The premise of artifacts means all objects in a registry have a unique manifest.config.mediaType. To your point, search would likely incorporate top level data, such as :tag, digests and annotations. I think you're referring to information stored in the manifest.config. I'd suggest it would be up to the registry operator to decide what "value add" they wish to provide. If gcr wanted to surface additional search metadata which is parsed from configs of specific artifacts, that would be cool. But, I would imagine the search spec would say this was optional. Annotations, :tags, manifests would be required.

Search queries may specify date ranges, enabling the return of artifacts that have been created or changed since a given date:time

Artifact creation from the client's perspective (i.e. created time) or when it was pushed?

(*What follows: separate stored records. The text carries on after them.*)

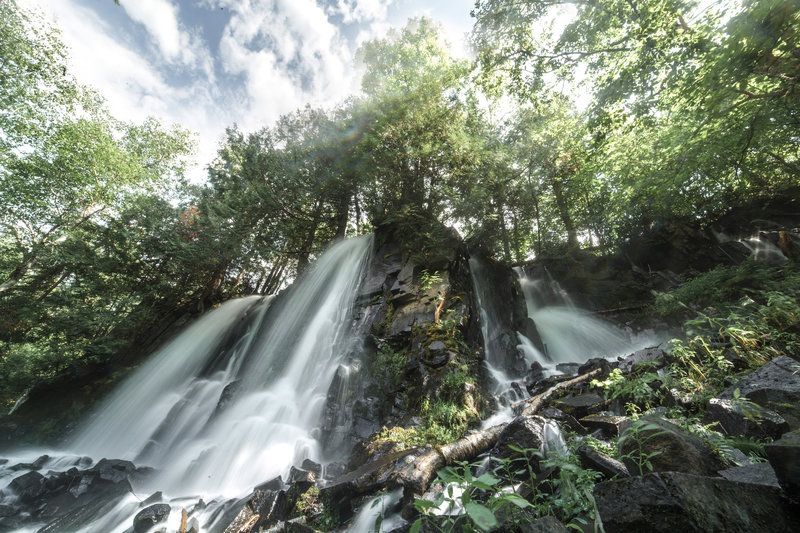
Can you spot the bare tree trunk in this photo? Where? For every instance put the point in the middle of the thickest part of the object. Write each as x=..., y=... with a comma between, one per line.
x=416, y=476
x=532, y=405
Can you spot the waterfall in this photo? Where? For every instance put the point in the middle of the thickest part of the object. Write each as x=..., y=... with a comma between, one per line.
x=568, y=334
x=491, y=331
x=215, y=418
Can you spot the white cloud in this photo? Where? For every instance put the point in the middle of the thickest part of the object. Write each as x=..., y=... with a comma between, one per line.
x=289, y=54
x=361, y=11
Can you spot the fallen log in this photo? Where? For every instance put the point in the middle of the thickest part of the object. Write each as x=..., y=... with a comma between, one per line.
x=532, y=405
x=416, y=476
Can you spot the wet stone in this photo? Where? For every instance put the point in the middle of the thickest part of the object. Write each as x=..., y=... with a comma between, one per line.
x=150, y=516
x=581, y=405
x=610, y=424
x=755, y=474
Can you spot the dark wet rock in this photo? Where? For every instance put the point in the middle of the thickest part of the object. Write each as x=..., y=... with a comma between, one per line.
x=667, y=447
x=545, y=383
x=28, y=486
x=150, y=516
x=156, y=497
x=784, y=456
x=754, y=474
x=524, y=432
x=546, y=524
x=774, y=386
x=302, y=479
x=594, y=364
x=83, y=511
x=113, y=470
x=312, y=466
x=440, y=358
x=673, y=501
x=298, y=526
x=275, y=483
x=580, y=405
x=262, y=510
x=610, y=424
x=679, y=398
x=653, y=356
x=528, y=328
x=535, y=374
x=36, y=465
x=741, y=417
x=436, y=346
x=563, y=419
x=570, y=369
x=386, y=264
x=341, y=496
x=595, y=460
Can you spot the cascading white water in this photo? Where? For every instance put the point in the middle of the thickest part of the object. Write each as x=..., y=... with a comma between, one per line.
x=235, y=399
x=568, y=333
x=168, y=388
x=490, y=330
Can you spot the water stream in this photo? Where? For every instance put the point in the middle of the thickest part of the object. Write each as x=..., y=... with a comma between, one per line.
x=234, y=400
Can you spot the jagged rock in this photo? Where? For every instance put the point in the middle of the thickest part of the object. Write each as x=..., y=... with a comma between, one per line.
x=595, y=363
x=657, y=356
x=580, y=405
x=275, y=483
x=524, y=432
x=28, y=486
x=784, y=456
x=535, y=374
x=150, y=516
x=563, y=419
x=387, y=263
x=570, y=369
x=595, y=460
x=156, y=497
x=610, y=424
x=302, y=478
x=741, y=417
x=755, y=474
x=263, y=509
x=113, y=470
x=673, y=501
x=36, y=465
x=534, y=389
x=666, y=446
x=83, y=511
x=298, y=526
x=774, y=386
x=311, y=466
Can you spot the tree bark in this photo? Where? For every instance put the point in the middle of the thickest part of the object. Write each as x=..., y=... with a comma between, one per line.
x=416, y=476
x=532, y=405
x=563, y=211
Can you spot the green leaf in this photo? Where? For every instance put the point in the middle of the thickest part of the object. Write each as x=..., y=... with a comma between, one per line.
x=481, y=515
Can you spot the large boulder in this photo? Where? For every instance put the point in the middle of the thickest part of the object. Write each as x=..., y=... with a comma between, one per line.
x=654, y=356
x=774, y=386
x=784, y=456
x=525, y=433
x=741, y=417
x=150, y=516
x=673, y=501
x=652, y=443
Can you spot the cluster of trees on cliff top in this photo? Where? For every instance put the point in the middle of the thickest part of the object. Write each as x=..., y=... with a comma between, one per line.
x=694, y=108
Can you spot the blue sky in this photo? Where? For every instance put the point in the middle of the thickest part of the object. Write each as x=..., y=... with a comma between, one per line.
x=207, y=64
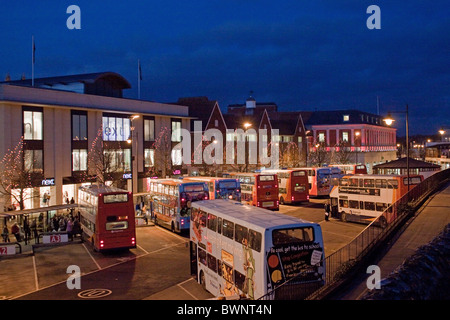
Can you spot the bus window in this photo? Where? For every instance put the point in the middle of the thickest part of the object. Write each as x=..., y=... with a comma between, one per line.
x=381, y=206
x=254, y=240
x=392, y=184
x=369, y=183
x=354, y=204
x=353, y=182
x=412, y=180
x=369, y=205
x=241, y=234
x=219, y=225
x=228, y=229
x=287, y=236
x=202, y=255
x=212, y=222
x=266, y=178
x=343, y=203
x=115, y=198
x=212, y=262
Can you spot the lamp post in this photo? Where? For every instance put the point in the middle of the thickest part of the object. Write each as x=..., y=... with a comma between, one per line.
x=130, y=140
x=389, y=121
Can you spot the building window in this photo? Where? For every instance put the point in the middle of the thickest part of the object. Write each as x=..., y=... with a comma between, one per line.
x=345, y=136
x=79, y=160
x=33, y=160
x=321, y=137
x=116, y=128
x=176, y=130
x=32, y=125
x=79, y=127
x=149, y=130
x=149, y=158
x=176, y=157
x=117, y=160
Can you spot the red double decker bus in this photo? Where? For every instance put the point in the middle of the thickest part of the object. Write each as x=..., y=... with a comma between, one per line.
x=107, y=217
x=258, y=189
x=293, y=185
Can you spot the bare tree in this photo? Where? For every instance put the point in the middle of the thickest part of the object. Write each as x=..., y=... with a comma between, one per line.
x=16, y=177
x=319, y=154
x=343, y=153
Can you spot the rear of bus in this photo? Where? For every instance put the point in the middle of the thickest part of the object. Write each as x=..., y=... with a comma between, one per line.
x=299, y=186
x=115, y=226
x=266, y=191
x=295, y=253
x=189, y=192
x=228, y=189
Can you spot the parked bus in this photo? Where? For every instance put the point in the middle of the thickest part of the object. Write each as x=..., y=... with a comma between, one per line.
x=351, y=168
x=258, y=189
x=221, y=188
x=107, y=217
x=293, y=185
x=242, y=250
x=320, y=179
x=172, y=199
x=363, y=198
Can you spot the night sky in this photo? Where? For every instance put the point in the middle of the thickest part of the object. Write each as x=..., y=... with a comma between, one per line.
x=302, y=55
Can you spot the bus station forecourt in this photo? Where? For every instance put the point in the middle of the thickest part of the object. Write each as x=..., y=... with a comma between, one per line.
x=429, y=221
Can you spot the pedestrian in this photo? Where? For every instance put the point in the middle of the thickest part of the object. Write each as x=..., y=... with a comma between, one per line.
x=327, y=211
x=69, y=228
x=26, y=229
x=33, y=227
x=76, y=229
x=15, y=230
x=5, y=234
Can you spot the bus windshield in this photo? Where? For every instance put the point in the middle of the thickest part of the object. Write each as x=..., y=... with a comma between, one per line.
x=193, y=188
x=115, y=198
x=227, y=184
x=291, y=236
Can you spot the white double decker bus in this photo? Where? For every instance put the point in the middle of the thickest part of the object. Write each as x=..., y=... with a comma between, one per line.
x=242, y=250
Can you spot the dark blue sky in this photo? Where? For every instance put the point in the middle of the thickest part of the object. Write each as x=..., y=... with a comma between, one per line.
x=302, y=55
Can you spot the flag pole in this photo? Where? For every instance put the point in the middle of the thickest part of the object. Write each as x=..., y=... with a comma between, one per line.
x=32, y=60
x=139, y=79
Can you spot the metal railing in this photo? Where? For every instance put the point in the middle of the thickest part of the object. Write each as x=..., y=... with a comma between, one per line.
x=341, y=262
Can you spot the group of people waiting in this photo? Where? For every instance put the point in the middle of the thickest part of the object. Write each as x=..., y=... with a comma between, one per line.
x=28, y=231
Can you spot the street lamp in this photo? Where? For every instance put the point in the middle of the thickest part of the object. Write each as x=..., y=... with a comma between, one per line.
x=131, y=138
x=389, y=121
x=357, y=134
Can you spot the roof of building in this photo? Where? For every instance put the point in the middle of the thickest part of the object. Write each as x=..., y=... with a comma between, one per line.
x=200, y=108
x=328, y=117
x=401, y=164
x=76, y=78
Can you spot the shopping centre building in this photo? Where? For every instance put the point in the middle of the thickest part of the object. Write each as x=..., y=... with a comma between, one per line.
x=53, y=133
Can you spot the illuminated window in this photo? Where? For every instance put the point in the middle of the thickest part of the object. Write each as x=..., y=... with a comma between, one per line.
x=32, y=125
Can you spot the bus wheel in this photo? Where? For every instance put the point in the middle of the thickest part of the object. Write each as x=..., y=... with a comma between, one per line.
x=202, y=280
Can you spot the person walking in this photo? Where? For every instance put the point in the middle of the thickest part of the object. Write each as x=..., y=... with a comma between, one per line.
x=5, y=234
x=15, y=230
x=327, y=211
x=69, y=228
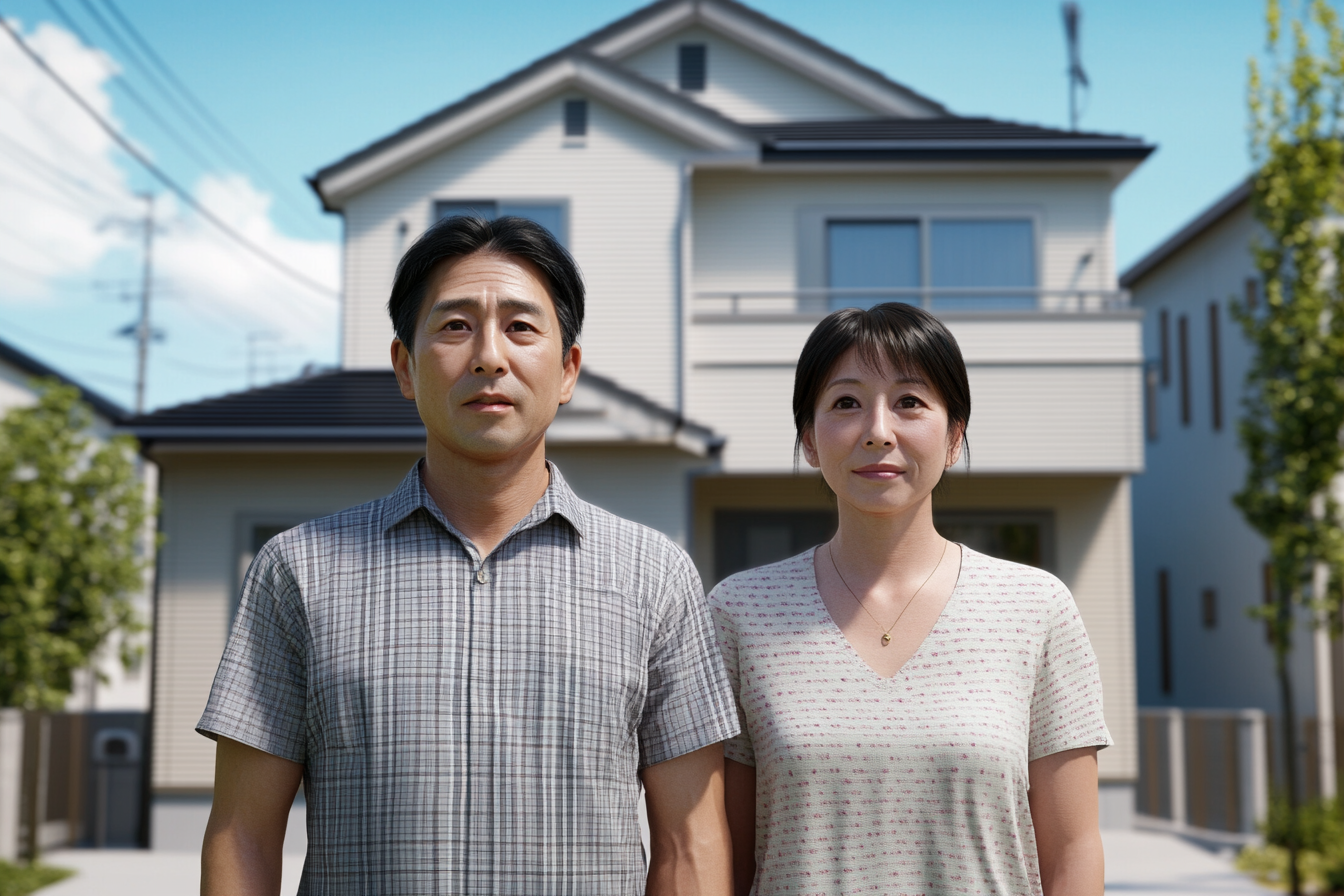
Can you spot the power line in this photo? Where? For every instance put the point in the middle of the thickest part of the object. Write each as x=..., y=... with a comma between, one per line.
x=32, y=160
x=159, y=173
x=135, y=94
x=242, y=153
x=55, y=343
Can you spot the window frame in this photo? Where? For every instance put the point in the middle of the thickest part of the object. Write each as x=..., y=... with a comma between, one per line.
x=813, y=261
x=245, y=524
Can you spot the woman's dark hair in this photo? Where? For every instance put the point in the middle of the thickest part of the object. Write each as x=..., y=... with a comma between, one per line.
x=911, y=340
x=457, y=237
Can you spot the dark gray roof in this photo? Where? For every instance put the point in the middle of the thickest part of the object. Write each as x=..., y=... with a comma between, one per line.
x=938, y=139
x=336, y=406
x=581, y=47
x=28, y=364
x=1230, y=202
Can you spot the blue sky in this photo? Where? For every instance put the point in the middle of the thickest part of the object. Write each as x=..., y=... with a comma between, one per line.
x=303, y=83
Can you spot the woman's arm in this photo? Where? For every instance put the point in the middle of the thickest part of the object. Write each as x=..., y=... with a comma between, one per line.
x=739, y=801
x=1063, y=812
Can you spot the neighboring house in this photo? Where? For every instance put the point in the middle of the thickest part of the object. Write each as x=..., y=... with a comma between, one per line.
x=723, y=182
x=1198, y=564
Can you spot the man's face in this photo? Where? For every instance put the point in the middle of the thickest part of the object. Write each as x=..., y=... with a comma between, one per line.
x=487, y=371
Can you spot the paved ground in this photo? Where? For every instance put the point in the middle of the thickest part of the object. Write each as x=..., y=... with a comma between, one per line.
x=1140, y=863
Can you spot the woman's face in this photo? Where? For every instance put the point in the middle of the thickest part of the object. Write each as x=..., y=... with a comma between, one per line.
x=882, y=441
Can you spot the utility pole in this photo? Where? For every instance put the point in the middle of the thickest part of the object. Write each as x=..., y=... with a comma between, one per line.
x=1077, y=77
x=143, y=331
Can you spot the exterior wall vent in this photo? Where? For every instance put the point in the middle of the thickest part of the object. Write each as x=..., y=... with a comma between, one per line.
x=691, y=70
x=575, y=117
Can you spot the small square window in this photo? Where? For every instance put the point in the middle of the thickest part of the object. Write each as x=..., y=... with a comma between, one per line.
x=691, y=66
x=575, y=117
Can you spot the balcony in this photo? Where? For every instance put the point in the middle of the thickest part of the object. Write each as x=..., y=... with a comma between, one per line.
x=1055, y=375
x=819, y=301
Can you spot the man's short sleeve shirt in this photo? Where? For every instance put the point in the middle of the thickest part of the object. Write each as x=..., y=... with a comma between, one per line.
x=472, y=724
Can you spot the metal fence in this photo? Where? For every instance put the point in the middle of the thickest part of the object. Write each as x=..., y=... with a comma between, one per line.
x=70, y=779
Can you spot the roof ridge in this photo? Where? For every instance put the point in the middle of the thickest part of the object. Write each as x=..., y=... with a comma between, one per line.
x=582, y=46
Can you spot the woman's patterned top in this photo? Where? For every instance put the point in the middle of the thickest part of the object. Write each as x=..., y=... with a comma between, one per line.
x=914, y=783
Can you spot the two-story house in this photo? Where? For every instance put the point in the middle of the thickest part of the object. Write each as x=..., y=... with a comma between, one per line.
x=723, y=182
x=1199, y=566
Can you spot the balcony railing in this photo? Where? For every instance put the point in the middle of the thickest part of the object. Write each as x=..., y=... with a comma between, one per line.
x=936, y=298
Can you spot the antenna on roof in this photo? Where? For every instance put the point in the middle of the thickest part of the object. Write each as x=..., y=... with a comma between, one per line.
x=1077, y=77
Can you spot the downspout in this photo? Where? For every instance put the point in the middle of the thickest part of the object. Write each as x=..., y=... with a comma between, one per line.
x=683, y=298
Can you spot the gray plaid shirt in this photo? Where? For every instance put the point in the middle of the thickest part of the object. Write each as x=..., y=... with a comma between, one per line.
x=472, y=724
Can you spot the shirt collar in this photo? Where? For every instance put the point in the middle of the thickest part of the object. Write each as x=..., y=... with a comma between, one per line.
x=558, y=500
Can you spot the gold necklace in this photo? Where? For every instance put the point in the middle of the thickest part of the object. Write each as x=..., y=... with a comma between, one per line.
x=886, y=633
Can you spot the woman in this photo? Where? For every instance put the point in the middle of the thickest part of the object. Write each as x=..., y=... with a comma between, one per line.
x=917, y=718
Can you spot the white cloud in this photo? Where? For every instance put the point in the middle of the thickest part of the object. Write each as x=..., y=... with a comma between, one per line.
x=204, y=269
x=59, y=227
x=50, y=225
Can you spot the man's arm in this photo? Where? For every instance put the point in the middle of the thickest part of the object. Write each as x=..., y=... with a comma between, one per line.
x=1063, y=812
x=739, y=797
x=246, y=832
x=688, y=830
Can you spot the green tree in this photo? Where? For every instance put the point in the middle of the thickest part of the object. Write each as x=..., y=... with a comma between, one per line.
x=1294, y=391
x=71, y=523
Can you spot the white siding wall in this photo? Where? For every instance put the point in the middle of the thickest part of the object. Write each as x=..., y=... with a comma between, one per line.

This is an interesting one where the value is stored in a config, unique to the OCI Image artifact type. This goes to the conversation above, related to parsing config objects. I'd probably still say, we'd say the spec would MUST on the manifest and tag dates, while making config values optional value add.

Search results shall be limited to the artifacts the user has read access control. The user may be a person or service account. The spec doesn't currently speak to access models currently, so I'm not sure how appropriate this is.

One of the complaints I've heard about implementing _catalog consistently was it didn't address returning information the user doesn't have access to. I'm not suggesting we spec a specific auth model. Rather, stating results must match the rights of the user. I'd go further to say how rights/roles are defined should not be specified, rather leave it fairly high level, enabling registry operators the freedom to implement models that align with their products or platforms.

defending decending

I'll fix, thanks

rchincha commented 5 years ago

Has a GraphQL [1] endpoint been considered for queries?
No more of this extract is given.